振興銀は04年、日銀出身で金融庁顧問も務めた木村剛被告が中心となって開業した。中小企業向け融資に特化したビジネスモデルを目指したが、金融庁は09年6月から異例の9カ月に及ぶ検査を実施。今年6月、金融庁検査を妨害した銀行法違反(検査忌避)の疑いで刑事告発し、木村被告や前社長ら経営陣が逮捕されるなど経営が混乱。社外取締役で作家の江上剛(本名・小畠晴喜)氏が急きょ後任社長に就任し、国内外の金融機関や投資ファンドなどとの資本提携を模索していた。

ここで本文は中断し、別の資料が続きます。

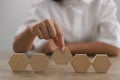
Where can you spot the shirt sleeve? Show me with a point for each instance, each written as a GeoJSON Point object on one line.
{"type": "Point", "coordinates": [108, 26]}
{"type": "Point", "coordinates": [37, 13]}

しかし、旧経営陣の下で行われた親密先企業への不透明な融資などに対する貸し倒れ引当金を積み増す必要に迫られ、9月末で1700億円程度の債務超過に陥る見通しとなったため、自力再建を断念した。
ペイオフの発動は71年の預金保険制度創設後、事実上初めてとなる。振興銀は通常の銀行と異なり、定期預金だけを扱い決済業務を行っていないため、金融庁や預金保険機構は金融システムへの影響はほとんどないと判断。ペイオフ発動に踏み切ることにした。
振興銀の6月末時点の預金残高は6101億円。1000万円を超える預金者は約4800人。ペイオフで保護される1000万円とその利息を超える部分は、民事再生手続きに従いカット率を決めた上で返済されるが、振興銀は債務超過のため全額返済は困難とみられる。ただ、振興銀では1000万円を超える預金者は3~4%程度で、大半の預金者は影響を受けない見通しだ。【清水憲司】
【ことば】日本振興銀行 大手行の貸し渋りを受けていた中小企業を支援する理念を掲げて、木村剛被告が東京青年会議所の有志らと開業。だが、経営陣の内紛など混乱が続き、不良債権の増加などで10年3月期連結決算は最終(当期)損益が51億円の赤字に転落して、木村被告は会長を引責辞任した。全国に114店舗を展開している。